2022 marks the 25th anniversary of the year that everything happened — 1997. It was an ear-biting, Pierce Brosnan-loving, comet-obsessed world, and we’re here to relive every minute of it. Twice a week over the next 12 months, we will take you back to the winter of sheep cloning and the summer of Con Air. Come for the Chumbawamba, and stay for the return of the Mack.

Somewhere in the depths of my childhood bedroom — maybe on a shelf in the closet, or stashed in a little ceramic jewelry box atop a dresser — is a cerulean, second-generation iPod Nano. On that iPod Nano, one might find various Good Charlotte songs misattributed to blink-182, and vice versa. On that pop-punk mix, however, one would also find a track that, with its raucous horns and frat-boy style chanting, didn’t sound quite like the rest: “Tubthumping” by Chumbawamba. 
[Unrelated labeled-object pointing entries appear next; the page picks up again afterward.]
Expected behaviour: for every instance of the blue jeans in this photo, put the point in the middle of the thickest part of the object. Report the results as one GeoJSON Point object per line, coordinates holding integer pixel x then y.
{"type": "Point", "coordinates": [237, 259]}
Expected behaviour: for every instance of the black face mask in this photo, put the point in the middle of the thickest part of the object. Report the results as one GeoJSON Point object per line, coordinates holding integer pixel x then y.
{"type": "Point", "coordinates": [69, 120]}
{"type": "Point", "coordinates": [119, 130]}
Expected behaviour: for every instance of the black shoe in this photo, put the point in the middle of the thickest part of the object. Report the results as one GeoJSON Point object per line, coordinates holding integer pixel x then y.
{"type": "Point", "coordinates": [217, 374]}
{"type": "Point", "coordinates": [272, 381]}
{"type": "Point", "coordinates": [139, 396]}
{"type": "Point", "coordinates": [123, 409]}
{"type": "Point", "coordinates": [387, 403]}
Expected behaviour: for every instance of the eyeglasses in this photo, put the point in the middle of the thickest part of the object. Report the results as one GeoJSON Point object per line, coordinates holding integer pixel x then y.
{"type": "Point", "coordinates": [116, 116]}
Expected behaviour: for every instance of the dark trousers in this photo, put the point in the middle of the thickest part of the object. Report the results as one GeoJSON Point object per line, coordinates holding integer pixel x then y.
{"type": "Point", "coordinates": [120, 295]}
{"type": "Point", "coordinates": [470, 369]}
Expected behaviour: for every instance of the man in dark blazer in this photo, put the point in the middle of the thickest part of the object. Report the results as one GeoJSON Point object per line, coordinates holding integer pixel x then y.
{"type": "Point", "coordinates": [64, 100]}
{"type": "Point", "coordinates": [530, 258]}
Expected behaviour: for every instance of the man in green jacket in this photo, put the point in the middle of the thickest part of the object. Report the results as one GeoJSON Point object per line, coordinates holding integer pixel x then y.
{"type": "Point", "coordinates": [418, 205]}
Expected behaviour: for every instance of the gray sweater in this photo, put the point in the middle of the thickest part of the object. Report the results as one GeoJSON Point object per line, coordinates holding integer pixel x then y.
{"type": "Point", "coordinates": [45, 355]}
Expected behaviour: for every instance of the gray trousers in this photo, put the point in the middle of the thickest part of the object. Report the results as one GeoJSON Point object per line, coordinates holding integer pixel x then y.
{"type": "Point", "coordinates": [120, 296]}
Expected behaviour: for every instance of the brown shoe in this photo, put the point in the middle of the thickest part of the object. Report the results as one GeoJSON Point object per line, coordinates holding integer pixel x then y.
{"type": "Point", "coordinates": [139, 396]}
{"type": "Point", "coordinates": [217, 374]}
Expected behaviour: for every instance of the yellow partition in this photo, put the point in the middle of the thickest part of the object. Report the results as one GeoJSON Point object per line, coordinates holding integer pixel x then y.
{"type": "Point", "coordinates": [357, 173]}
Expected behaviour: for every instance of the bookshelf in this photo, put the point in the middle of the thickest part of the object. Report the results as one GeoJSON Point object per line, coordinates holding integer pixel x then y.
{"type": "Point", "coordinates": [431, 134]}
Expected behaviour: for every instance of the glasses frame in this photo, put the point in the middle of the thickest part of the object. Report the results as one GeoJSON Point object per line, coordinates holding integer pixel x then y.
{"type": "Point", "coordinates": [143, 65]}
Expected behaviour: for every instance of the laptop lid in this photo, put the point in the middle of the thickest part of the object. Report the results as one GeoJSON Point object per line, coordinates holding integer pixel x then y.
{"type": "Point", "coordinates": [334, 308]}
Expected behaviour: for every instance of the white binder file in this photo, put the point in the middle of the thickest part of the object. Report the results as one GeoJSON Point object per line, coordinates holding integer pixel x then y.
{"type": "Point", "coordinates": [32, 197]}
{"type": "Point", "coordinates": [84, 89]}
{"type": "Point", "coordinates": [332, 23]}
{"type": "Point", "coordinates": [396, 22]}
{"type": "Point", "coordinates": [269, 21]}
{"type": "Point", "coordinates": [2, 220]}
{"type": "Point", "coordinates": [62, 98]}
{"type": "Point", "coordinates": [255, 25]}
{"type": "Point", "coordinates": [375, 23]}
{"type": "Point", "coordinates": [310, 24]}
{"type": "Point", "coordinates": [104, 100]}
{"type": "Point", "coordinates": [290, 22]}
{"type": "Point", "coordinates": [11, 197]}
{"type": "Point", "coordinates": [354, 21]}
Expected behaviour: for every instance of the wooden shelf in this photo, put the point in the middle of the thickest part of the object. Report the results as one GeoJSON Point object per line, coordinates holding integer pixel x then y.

I was a year old when the song was first released in 1997, and I surely caught blips of it throughout my childhood. But it wasn’t until age 12, when I watched the 2009 movie Fired Up!, that I became perpetually hooked. In it, the female protagonist’s douchebag boyfriend sings along to the song with his similarly douchebaggy friends. “Awesome song, Chumbawamba. That’s the soundtrack to my life,” he says. I promptly downloaded the song on Limewire. In the context of the movie, “Tubthumping” didn’t seem all that cool, but god, was it catchy. More than that, though, it was uplifting. Who doesn’t need a good dose of encouragement? Even as a preteen, I did get knocked down, plenty. And I would get back up again. I wouldn’t let anyone ever keep me down, and I would keep listening to “Tubthumping” as a reminder of that.